Candidly, the psychic reports no clear signal, but also sees no obstacle in the woman’s path to self-discovery.
There are lighter transactions, like the one where an elderly woman has a question about her cheerful, outgoing dog. When they’re out walking together, her pet eagerly leaps up to touch and be petted by strangers.
But does he love her just as much? Yes, she’s assured; it’s merely that her dog wants her to reach out to strangers, too. The relieved woman’s smile, acknowledging she’d wondered all along if that’s what was going on, is priceless.
These exchanges can mimic therapy, but a touch of the mystical underpins them. Psychics live and move in the emotional margins. Many are frustrated artists who transform intense habits of listening into a form of outreach and expression.
Some come from established belief systems, others from no spiritual tradition at all. They often couldn’t fully embrace their gifts until they were into their 30s, and also needed to amplify them with reading and coursework.
But can they really hear from the dead and summon absent people or forces? It’s important to respect what they actually claim as opposed to what they’d never propose they can do.
For one thing, these sessions aren’t séances. No psychic here claims to evoke the actual presence of any other person. Psychics are mediums who “feel” the other, “hear” them and put their pleas into healing words.
Vitally, those are the psychic’s words. No direct communication is ever suggested.
But, as one psychic asks, does it matter if it’s “only” the psychic’s imagination at work? How far apart are imagination and the actual anyway? If the client feels the connection, it’s happened, it’s real.
We also see psychic ventures that don’t pan out. When one psychic and client meet, they discover, to their surprise, that years before they’d been close friends with the same person. But with multiple attempts the psychic can’t hear the mutual friend’s voice or deduce his thoughts.
Psychics here sadly acknowledge that they’re sometimes “blocked” from insights. Past abuse they’ve suffered, childhood trauma they can’t shake, or knotty career choices can get in their way.
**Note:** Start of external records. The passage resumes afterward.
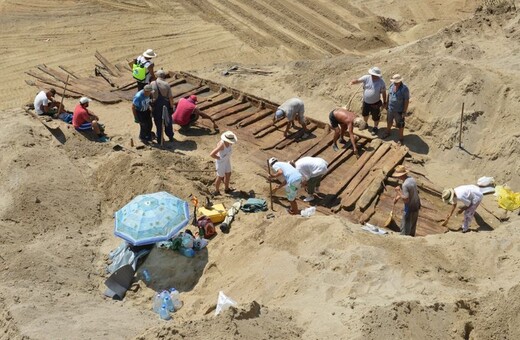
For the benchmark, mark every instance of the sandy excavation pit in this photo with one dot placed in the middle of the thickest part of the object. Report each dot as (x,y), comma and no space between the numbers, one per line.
(293,277)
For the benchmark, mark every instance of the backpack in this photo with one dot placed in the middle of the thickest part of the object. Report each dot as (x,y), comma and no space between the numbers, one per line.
(206,227)
(254,205)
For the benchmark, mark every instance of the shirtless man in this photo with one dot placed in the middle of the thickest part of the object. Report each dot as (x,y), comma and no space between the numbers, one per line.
(341,120)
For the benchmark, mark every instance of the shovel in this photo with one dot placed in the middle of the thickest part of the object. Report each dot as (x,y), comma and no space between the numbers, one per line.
(390,218)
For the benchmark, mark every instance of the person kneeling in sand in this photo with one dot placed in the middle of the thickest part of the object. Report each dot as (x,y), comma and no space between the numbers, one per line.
(44,104)
(470,196)
(292,109)
(187,113)
(293,180)
(342,120)
(85,120)
(222,155)
(312,170)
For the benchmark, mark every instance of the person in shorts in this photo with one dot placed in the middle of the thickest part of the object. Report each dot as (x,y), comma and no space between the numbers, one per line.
(293,180)
(409,193)
(85,120)
(397,98)
(374,95)
(222,156)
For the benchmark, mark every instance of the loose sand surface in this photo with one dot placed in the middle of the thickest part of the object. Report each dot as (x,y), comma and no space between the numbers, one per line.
(315,278)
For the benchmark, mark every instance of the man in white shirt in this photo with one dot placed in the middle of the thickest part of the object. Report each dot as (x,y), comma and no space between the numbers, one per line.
(44,103)
(374,95)
(312,170)
(470,196)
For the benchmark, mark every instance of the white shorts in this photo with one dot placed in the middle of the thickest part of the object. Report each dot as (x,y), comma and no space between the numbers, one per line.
(223,167)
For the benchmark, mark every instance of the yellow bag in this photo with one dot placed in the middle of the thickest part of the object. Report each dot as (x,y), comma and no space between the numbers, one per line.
(507,199)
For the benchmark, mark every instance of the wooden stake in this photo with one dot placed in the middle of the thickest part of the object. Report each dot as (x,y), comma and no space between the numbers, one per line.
(270,185)
(63,95)
(460,132)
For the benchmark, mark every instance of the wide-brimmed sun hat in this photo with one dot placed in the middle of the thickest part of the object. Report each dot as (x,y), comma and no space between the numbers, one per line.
(229,137)
(84,100)
(396,78)
(149,53)
(375,71)
(399,171)
(448,195)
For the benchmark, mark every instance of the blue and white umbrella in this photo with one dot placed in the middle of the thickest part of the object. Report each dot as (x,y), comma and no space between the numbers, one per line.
(151,218)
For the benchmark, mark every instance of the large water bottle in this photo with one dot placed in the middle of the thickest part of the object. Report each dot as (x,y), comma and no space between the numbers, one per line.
(176,298)
(188,252)
(157,303)
(164,314)
(168,303)
(308,212)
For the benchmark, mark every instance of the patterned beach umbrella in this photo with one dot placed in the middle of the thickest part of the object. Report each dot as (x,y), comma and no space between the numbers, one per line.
(151,218)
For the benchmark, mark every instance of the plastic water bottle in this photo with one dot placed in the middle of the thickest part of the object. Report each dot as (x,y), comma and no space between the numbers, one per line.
(308,212)
(164,314)
(146,276)
(188,252)
(157,303)
(168,303)
(176,298)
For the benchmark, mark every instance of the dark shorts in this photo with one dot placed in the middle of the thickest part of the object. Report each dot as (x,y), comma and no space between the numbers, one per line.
(372,109)
(333,121)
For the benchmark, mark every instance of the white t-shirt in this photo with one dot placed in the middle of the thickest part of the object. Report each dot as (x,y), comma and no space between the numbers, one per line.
(146,63)
(311,167)
(372,89)
(468,194)
(40,101)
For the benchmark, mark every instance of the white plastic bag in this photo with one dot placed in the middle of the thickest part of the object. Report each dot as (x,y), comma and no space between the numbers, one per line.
(485,181)
(224,303)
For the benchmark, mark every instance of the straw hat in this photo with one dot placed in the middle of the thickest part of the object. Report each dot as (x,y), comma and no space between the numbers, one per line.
(399,171)
(448,195)
(149,53)
(396,78)
(229,137)
(375,71)
(84,100)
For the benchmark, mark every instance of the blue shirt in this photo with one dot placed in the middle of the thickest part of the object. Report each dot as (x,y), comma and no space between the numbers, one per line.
(396,99)
(141,102)
(289,172)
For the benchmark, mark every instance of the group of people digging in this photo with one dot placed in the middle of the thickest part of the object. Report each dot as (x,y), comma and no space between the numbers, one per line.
(154,104)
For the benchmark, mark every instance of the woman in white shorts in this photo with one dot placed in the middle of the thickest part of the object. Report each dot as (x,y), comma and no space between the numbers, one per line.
(222,155)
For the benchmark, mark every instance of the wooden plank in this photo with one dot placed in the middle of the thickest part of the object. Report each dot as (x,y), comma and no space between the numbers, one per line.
(231,111)
(256,117)
(221,98)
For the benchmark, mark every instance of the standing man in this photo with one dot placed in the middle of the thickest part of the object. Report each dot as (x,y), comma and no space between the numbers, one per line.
(470,196)
(85,120)
(292,108)
(374,95)
(293,180)
(398,98)
(162,96)
(142,68)
(409,193)
(312,170)
(187,113)
(342,120)
(44,103)
(142,112)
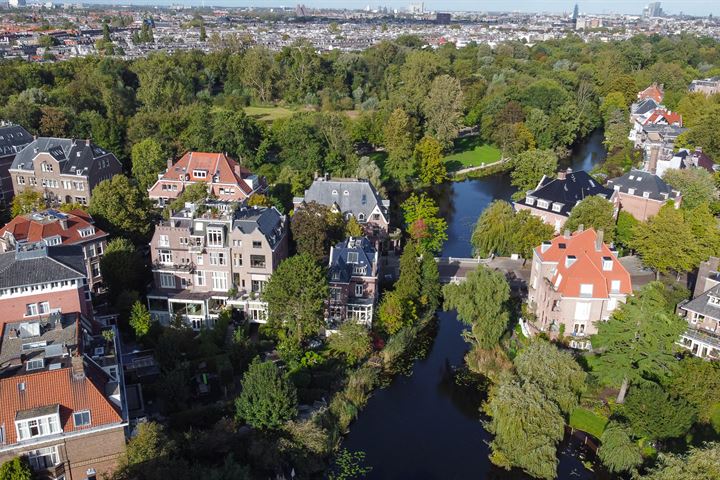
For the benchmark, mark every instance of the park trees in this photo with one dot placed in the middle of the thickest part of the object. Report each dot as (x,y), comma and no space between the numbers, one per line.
(618,452)
(296,295)
(443,109)
(424,223)
(593,212)
(121,208)
(696,185)
(529,167)
(638,341)
(655,414)
(315,227)
(268,399)
(481,302)
(352,341)
(148,160)
(399,135)
(428,153)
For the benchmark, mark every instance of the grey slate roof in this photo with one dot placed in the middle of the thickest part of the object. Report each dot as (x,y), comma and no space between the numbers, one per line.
(568,191)
(644,106)
(73,155)
(700,304)
(12,139)
(267,220)
(340,269)
(349,195)
(642,182)
(33,264)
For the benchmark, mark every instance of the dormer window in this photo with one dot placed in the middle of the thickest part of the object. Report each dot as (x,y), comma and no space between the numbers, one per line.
(30,425)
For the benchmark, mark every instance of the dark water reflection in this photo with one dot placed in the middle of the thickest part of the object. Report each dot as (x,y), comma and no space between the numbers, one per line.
(423,426)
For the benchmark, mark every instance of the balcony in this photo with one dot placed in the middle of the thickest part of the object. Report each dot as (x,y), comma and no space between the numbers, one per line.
(175,267)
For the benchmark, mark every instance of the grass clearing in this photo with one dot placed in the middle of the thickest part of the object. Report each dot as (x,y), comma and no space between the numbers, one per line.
(268,114)
(471,152)
(588,421)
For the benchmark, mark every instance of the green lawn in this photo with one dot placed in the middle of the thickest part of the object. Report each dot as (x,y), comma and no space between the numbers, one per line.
(587,421)
(268,114)
(471,152)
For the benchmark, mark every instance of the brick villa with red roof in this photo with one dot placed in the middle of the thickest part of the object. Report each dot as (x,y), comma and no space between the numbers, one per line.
(226,178)
(58,228)
(60,409)
(575,281)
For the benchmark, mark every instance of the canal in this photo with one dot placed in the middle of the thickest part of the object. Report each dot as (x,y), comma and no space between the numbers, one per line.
(422,426)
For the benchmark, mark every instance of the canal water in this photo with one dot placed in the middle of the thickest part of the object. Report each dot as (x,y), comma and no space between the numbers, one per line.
(422,426)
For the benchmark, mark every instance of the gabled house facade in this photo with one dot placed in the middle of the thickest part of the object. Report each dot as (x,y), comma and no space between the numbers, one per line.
(37,280)
(352,198)
(643,194)
(57,228)
(354,282)
(64,170)
(212,256)
(702,313)
(575,282)
(13,138)
(225,178)
(60,408)
(554,198)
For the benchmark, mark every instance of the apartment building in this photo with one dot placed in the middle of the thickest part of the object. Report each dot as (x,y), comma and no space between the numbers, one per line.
(225,178)
(575,282)
(554,198)
(37,280)
(13,138)
(643,194)
(57,228)
(352,197)
(211,256)
(353,277)
(702,313)
(60,408)
(65,170)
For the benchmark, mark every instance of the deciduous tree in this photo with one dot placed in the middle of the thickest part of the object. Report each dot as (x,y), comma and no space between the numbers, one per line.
(296,295)
(268,399)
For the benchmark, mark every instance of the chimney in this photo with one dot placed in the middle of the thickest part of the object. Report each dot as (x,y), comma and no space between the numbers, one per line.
(545,246)
(77,366)
(598,240)
(652,161)
(569,260)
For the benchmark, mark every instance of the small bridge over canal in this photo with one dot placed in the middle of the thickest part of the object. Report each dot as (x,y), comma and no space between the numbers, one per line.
(455,270)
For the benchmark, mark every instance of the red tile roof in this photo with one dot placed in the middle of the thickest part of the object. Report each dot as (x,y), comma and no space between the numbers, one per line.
(229,171)
(653,91)
(33,228)
(587,267)
(56,387)
(671,118)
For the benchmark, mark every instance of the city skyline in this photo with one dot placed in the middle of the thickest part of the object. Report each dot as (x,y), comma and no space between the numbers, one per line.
(671,7)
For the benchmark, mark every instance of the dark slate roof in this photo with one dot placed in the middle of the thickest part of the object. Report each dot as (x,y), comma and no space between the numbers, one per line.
(567,192)
(644,106)
(12,139)
(73,155)
(340,268)
(32,264)
(348,195)
(267,220)
(641,182)
(700,304)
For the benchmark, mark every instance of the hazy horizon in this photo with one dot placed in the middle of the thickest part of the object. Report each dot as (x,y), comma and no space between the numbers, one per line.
(690,7)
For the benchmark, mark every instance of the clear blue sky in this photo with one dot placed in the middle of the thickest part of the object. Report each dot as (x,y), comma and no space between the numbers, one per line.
(691,7)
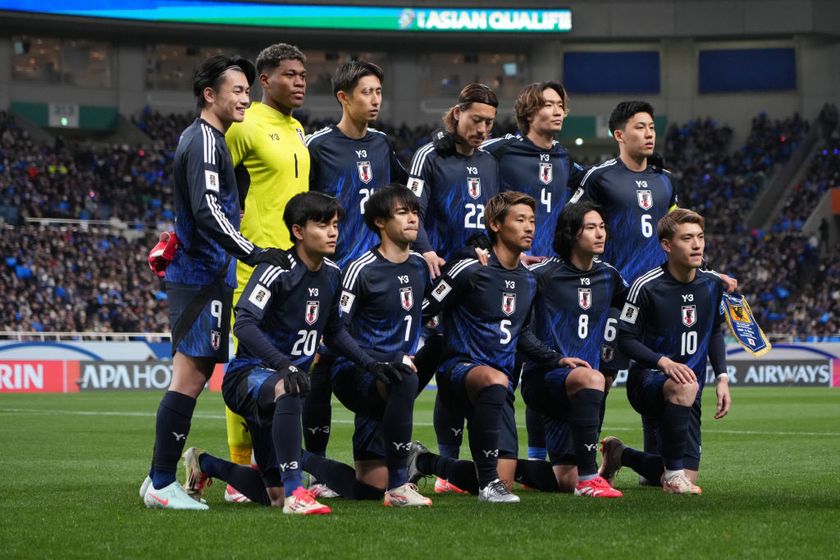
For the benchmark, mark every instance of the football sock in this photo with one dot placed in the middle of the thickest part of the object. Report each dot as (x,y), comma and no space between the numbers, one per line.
(484,432)
(428,359)
(460,473)
(674,434)
(239,438)
(287,438)
(449,429)
(646,464)
(584,417)
(317,412)
(339,477)
(536,474)
(535,426)
(172,427)
(245,479)
(396,428)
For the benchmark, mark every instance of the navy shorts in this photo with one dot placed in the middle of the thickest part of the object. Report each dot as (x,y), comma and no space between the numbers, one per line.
(646,396)
(546,393)
(356,389)
(250,394)
(209,335)
(611,357)
(452,388)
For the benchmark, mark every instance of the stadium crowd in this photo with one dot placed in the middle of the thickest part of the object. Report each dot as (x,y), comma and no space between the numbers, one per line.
(99,280)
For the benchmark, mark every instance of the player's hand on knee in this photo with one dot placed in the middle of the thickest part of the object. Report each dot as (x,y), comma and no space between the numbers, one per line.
(295,381)
(678,372)
(572,363)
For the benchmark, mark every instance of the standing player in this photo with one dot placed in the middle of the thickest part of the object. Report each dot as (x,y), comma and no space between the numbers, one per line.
(200,280)
(669,326)
(349,161)
(381,302)
(535,162)
(538,165)
(574,295)
(280,317)
(453,178)
(485,312)
(272,165)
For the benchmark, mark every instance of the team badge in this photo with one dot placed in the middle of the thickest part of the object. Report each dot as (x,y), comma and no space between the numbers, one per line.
(508,303)
(546,173)
(474,187)
(689,314)
(312,308)
(645,199)
(406,298)
(585,298)
(365,171)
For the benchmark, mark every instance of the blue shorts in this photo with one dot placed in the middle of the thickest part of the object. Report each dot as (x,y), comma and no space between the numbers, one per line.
(452,388)
(546,393)
(646,396)
(209,335)
(611,357)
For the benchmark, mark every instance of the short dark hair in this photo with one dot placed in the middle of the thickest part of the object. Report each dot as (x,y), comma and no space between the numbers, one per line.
(472,93)
(667,226)
(625,110)
(498,207)
(271,56)
(210,74)
(311,206)
(381,203)
(531,99)
(348,74)
(569,224)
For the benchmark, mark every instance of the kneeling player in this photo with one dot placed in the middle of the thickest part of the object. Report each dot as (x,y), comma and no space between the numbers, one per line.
(669,325)
(574,296)
(485,311)
(381,304)
(280,318)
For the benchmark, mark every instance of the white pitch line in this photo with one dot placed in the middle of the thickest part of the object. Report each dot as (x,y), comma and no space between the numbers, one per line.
(14,411)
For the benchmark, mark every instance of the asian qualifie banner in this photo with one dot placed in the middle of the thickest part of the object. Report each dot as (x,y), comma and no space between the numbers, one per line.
(292,16)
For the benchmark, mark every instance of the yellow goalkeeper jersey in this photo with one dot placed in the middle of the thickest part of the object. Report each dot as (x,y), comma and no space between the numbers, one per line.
(272,165)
Should I be an actor or a psychic, one practitioner asked himself for years before settling on mind exploration.
Others paint pictures, compose or play music, design apartment interiors or clothing. They all seek outlets for a kind of voracious energy they have trouble wrangling. Their clients often open up pathways for the psychics to trace their own wounds and scars.
Look Into My Eyes isn’t going to persuade you that psychic claims are genuine, or even worth pursuing for yourself. But it’s not looking to convert you to a believer. It only wants you to question what you sometimes sense and can’t explain. Where exactly is that happening?
We sometimes hear director Wilson asking a question, but she’s never on camera. Her cinematographer Stephen Maing shoots in crisp, unadorned interview style, letting the swift passage of two- or three-second cuts build wonder in our minds. It’s all warmly lit, so the questions and the invitation remain open.
A very nice respectful review. Thank you. One thing: I think it's important to make the distinction between a psychic and a medium. As a New York psychic, I prefer to deal with a client's issues in this life only, like a psychic therapist - rather than hearing messages from dead relatives. I do hear messages from my guide with great accuracy including names and all sorts of specifics. It's very rewarding! But I choose to deal with helping a client with their current issues in their current life.